The answer to (e- services that could render or migrate) was initially: none. But Zamzar came good when I asked them and sent them some examples. In a later case, I was having problems migrating some newer PPT files that had embedded objects (graphs from Excel), and Zamzar managed to convert these as well, and suggested they might add this to their standard option, too.
The answer to (f- older technology) for me was: none. But through my contact network I did find someone who had access to an appropriate Mac with the intermediate software. This was OK for proof of concept, but would not have been suitable for converting all my 50-odd files. It’s possible that I could have bought a licence for that software and run it on my Mac, but I didn’t want to spend that much on an option that still might not work. I suppose I could have grabbed a version off a torrent somewhere, but I do try to stay legal!
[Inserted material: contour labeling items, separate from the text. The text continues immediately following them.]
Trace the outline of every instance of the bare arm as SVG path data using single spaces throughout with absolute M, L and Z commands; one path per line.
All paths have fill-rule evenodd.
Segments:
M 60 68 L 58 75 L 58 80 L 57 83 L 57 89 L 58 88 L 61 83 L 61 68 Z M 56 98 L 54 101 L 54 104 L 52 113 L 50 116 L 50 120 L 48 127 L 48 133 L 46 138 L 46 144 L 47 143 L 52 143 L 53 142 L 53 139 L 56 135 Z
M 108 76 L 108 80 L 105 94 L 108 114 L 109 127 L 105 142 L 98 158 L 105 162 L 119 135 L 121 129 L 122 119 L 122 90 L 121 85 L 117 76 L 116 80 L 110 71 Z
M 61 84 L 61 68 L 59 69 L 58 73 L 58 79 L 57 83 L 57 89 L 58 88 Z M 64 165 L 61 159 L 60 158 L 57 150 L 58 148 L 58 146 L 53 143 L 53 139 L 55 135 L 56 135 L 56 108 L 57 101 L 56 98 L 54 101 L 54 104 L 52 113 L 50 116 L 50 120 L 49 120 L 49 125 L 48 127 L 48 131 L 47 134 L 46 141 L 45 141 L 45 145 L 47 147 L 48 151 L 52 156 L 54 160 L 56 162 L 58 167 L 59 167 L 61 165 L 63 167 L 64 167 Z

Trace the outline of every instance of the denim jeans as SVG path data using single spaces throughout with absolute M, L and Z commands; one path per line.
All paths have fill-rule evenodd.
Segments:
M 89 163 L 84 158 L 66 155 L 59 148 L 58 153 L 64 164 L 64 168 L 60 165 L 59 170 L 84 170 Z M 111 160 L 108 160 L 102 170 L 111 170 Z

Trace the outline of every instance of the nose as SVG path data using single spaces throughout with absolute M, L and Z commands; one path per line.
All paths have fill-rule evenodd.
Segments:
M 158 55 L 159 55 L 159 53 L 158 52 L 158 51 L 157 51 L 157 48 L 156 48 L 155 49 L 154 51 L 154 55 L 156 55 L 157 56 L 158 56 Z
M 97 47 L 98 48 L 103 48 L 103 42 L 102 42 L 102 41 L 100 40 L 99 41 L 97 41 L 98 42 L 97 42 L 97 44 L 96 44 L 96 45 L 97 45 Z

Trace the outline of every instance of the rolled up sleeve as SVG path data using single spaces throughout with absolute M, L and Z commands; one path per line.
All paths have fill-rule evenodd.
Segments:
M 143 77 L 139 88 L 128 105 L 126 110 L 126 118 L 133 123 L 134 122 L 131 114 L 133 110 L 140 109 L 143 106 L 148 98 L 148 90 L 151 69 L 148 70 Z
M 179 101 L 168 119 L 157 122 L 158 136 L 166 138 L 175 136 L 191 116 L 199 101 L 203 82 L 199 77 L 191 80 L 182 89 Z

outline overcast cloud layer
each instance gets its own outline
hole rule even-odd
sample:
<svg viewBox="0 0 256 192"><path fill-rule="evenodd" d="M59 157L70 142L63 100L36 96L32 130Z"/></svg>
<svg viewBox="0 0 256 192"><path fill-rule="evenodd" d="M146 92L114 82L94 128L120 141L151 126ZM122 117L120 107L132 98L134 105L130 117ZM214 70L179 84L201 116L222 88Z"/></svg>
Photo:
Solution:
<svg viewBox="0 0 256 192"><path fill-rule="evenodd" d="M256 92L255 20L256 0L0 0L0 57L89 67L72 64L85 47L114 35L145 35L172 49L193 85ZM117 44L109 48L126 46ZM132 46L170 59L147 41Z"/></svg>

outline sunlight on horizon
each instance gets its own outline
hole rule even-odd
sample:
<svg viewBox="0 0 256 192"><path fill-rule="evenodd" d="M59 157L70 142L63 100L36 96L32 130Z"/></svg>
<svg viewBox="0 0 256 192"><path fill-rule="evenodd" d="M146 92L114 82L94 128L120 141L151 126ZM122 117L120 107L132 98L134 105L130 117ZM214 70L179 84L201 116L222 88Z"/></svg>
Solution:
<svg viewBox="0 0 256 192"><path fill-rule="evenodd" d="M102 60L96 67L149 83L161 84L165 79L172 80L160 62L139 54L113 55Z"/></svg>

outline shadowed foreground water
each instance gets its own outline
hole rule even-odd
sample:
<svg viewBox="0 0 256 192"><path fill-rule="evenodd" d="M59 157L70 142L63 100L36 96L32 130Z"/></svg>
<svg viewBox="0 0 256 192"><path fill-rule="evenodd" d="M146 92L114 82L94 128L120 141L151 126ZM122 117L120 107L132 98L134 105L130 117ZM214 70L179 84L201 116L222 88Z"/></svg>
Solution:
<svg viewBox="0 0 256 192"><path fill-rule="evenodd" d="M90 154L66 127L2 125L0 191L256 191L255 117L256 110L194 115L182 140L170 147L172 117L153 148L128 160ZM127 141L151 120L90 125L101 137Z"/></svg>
The answer to (g- emulation options) for me was: none that were feasible. There were emulation options suggested, but they still needed the intermediate software (see above).
To summarise: faced with older files that you cannot open, I think you need the following information, in roughly this order:
- information to help identify the formats at an appropriate level of precision,
- information on risks to your content, once the format has been identified, and
- information on routes that will allow you to render (not least for triage purposes) and possibly migrate the files to a more modern format.
I realise there are use cases where it is essential that the file be presented in its original format, but these use cases are of little interest to me. I want to read Sir Walter Scott’s works in a modern edition, not the original, but I’m not a Scott scholar! Likewise, I’m interested in my older content for its use to me, not to study how it looked in the old days.